A surgical abortion at 16 and now possibly again at 22
I had an abortion back in 2008 when I was 16 years old. I didn't think I was ready, I knew I wasn't ready to be responsible for a child's life.
I was young and scared. Scared my mother would be upset because I had not only failed myself but her as well.
At 16 parenting wasn't an option
My boyfriend at the time was supportive he took me to Planned Parenthood and they told me what my options were.
I knew I couldn't have it so parenting wasn't an option, and adoption didn't make sense to me because I felt like if I gave birth to the baby I might as well have kept it. So I decided to get an abortion as I was only 16 years old. I couldn't take the pill so I had to get a surgical abortion at 6 weeks.

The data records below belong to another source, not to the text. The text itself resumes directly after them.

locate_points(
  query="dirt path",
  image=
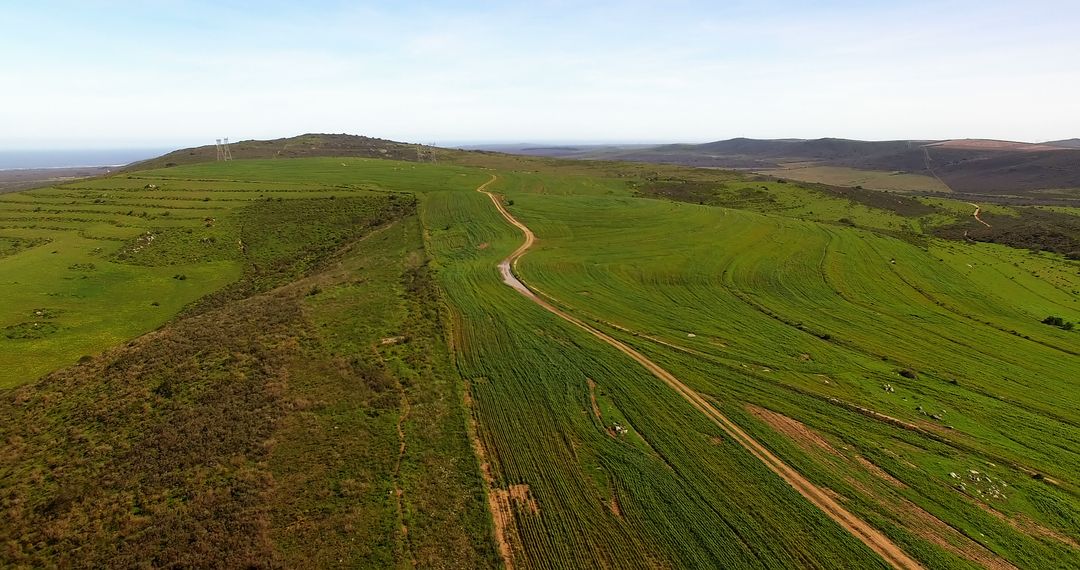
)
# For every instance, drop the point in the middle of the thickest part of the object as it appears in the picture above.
(871, 537)
(926, 154)
(975, 214)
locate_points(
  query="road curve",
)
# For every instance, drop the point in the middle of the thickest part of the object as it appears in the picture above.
(871, 537)
(976, 213)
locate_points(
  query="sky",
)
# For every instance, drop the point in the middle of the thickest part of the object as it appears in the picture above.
(95, 73)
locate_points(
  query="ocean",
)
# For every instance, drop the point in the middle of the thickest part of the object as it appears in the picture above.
(61, 159)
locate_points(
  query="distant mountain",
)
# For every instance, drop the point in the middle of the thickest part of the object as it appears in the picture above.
(1068, 143)
(964, 165)
(310, 145)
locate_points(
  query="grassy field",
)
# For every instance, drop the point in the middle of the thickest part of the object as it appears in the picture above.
(909, 376)
(890, 181)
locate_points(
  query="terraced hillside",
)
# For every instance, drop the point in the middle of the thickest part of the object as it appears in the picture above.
(908, 378)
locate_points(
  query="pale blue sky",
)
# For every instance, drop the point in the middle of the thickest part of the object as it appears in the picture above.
(177, 72)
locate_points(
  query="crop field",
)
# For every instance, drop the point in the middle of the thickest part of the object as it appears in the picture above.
(910, 377)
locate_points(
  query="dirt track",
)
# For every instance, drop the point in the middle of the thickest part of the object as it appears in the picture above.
(871, 537)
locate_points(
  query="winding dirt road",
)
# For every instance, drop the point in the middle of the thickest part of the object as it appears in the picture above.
(871, 537)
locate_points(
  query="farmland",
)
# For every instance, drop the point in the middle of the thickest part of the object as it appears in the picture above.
(909, 376)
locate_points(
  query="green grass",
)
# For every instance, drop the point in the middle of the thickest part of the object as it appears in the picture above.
(892, 181)
(757, 296)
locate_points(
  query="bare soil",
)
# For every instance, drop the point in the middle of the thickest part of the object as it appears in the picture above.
(869, 535)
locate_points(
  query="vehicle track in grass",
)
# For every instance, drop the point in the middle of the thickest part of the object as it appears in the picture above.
(867, 534)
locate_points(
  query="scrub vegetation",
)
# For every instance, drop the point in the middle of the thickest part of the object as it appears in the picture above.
(342, 377)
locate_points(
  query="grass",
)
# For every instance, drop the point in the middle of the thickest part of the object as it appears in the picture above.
(337, 351)
(891, 181)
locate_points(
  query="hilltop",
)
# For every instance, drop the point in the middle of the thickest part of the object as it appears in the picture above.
(976, 166)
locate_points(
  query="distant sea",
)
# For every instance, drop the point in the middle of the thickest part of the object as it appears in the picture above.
(61, 159)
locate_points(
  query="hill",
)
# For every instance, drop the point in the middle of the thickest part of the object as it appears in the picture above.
(318, 362)
(1069, 143)
(974, 166)
(302, 146)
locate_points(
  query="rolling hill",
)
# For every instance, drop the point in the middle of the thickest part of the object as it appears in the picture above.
(974, 166)
(511, 362)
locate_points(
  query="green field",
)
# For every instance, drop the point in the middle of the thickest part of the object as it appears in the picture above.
(908, 375)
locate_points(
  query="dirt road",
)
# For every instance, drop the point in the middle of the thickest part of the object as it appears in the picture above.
(875, 540)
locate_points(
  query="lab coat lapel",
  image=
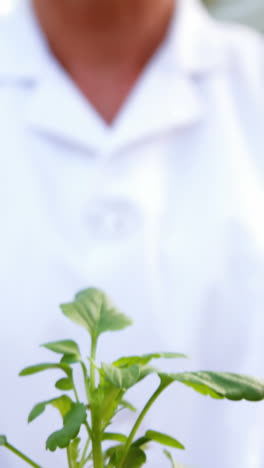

I remember falling asleep and waking up in mild pain. I cried once I was out the clinic and went through a hard time because I was young and couldn't believe I had done something so bad behind my mom's back.
Sometimes I can't really remember the feeling and the process I went through after everything was done.
At 22 I'm unsure
I am now 22 years old and I am going through the same thing again but this time I am unsure of my decision. I want to keep it yet I don't.
I am a very depressive person and somewhat bipolar my depression is mild not serious but I'm not mentally or financially stable to have a kid.
I'm currently engaged and have plans to get married in September; we have paid for the wedding, we had plans to travel and go back to college. This was unplanned I wanted to finish college, to have a career and build a future for my future kids.
Now I'm not sure what I'm going to do because I am scared to have a second abortion, I feel like maybe god will punish me and never let me be a mother.
It's what's best for my future family
Everyone has different situations that lead to them making a decision not to have a baby but who am I to take a child's life away, no one, just selfish and although it sounds selfish I feel like having the abortion would be what's best for my future family.